Thursday 21st August, 2014
One of the great things about living on the Otago Peninsula and having children at a local school is you get to do some of the cool things that they do as well. I was one of two parents who took a group of children from Portobello School to Okia Reserve for “World Ranger Day” with the Yellow-eyed Penguin Trust. Getting children out of the classroom and providing a genuine ranger experience was a great concept, but having pupils from the three Peninsula schools was pure genius. Like it or not there is a need for conservation groups to be prepared to pass on the mantle of stewardship onto a younger generation, and the earlier we do this the better. Peninsula kids are very fortunate that they grow up in a landscape inhabited by iconic wildlife species. We can only hope that this experience and their own inquiry will develop either empathetic citizens or active conservationists.
What I really enjoyed about the ranger day was the hands on activities that provided a genuine wildlife management experience. From exercises in measuring and identifying birds, to pest control and habitat creation, each activity was designed to show what really needs to be done in wildlife conservation. So much of what actually goes on in the field is unknown to the public, and to be able to provide that experience for our school children was a great experience. I’m sure many of the pupils will share their experience with their parents and family.
After events like this there’s always time to pause and reflect on some of the things that you take away from them. One of the big issues that stands out for me is how much the Peninsula relies on voluntary organisations and citizen conservationists to protect and advocate for our wildlife and landscape. The voluntary hours, fundraising and hard work put into places like Okia is quite staggering, and that is both comforting and concerning at the same time. It also highlights my view that the Peninsula Community Board has an important role to act as advocates and supporters for conservation groups in our district.
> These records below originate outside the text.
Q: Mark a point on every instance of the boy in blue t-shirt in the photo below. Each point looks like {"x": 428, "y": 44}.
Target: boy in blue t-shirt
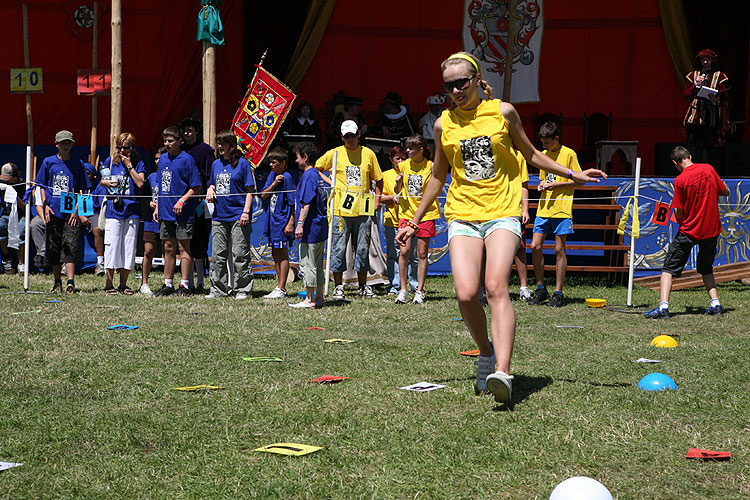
{"x": 278, "y": 194}
{"x": 230, "y": 187}
{"x": 60, "y": 174}
{"x": 312, "y": 224}
{"x": 179, "y": 181}
{"x": 150, "y": 226}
That means using policy, planning and financial forums to ensure this critical work can continue on the Peninsula. After my experience at Okia it’s not difficult to understand just how important that role is and how rewarding it can be for our children today and in the future.
Tuesday 15th July, 2014
Today the Minister of Conservation, Hon Dr Nick Smith, launched "Sharing Worlds - Seabirds and Fishing", a collaborative project with Southern Seabird Solutions and our Trust. The Minister also announced funding for our conservation work to the value of $200k over the next two years, from the Community Conservation Partnership Fund. Thanks DOC for this crucial support of our Yellow-eyed Penguin work.
Friday 2nd May, 2014
Yellow-eyed Penguin Trust field manager Dave McFarlane (left) and Sinclair Wetlands Trust co-ordinator Glen Riley, and volunteers, dig in plants at the wetlands on the Taieri yesterday.
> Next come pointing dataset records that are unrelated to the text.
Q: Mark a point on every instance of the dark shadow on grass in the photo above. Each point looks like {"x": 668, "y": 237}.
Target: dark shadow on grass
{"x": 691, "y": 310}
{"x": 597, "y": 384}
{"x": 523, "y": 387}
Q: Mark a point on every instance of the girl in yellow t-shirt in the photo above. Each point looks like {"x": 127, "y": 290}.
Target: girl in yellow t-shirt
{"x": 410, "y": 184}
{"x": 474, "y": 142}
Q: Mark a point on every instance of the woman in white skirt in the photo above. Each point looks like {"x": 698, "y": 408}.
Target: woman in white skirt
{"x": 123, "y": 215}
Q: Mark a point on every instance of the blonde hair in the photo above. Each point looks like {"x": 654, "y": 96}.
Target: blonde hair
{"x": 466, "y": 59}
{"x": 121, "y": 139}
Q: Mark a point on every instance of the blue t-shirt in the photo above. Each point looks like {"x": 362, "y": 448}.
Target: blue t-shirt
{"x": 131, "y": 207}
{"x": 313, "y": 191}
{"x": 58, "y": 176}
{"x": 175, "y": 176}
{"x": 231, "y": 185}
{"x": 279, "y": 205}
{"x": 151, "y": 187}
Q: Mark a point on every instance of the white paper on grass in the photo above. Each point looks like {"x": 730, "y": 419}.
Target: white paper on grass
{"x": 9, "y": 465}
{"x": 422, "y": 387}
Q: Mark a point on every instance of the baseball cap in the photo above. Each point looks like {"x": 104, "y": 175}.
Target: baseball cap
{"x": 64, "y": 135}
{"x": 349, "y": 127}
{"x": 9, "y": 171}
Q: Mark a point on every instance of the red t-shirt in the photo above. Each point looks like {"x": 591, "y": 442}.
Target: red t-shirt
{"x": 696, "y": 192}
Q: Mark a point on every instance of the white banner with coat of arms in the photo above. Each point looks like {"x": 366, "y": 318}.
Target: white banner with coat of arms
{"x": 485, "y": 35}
The penguin trust donated about 200 plants from its nursery to help revegetate a grassy area at the start of the wetlands' walkway and around the first pond.
The planting day was a chance for both trusts to collaborate and learn from each other.
Mr Riley said he had a great experience helping the trust with its nest count during summer and wanted to return the favour.
Mr McFarlane said Dunedin conservation agencies could further progress their conservation goals by helping each other and sharing skills.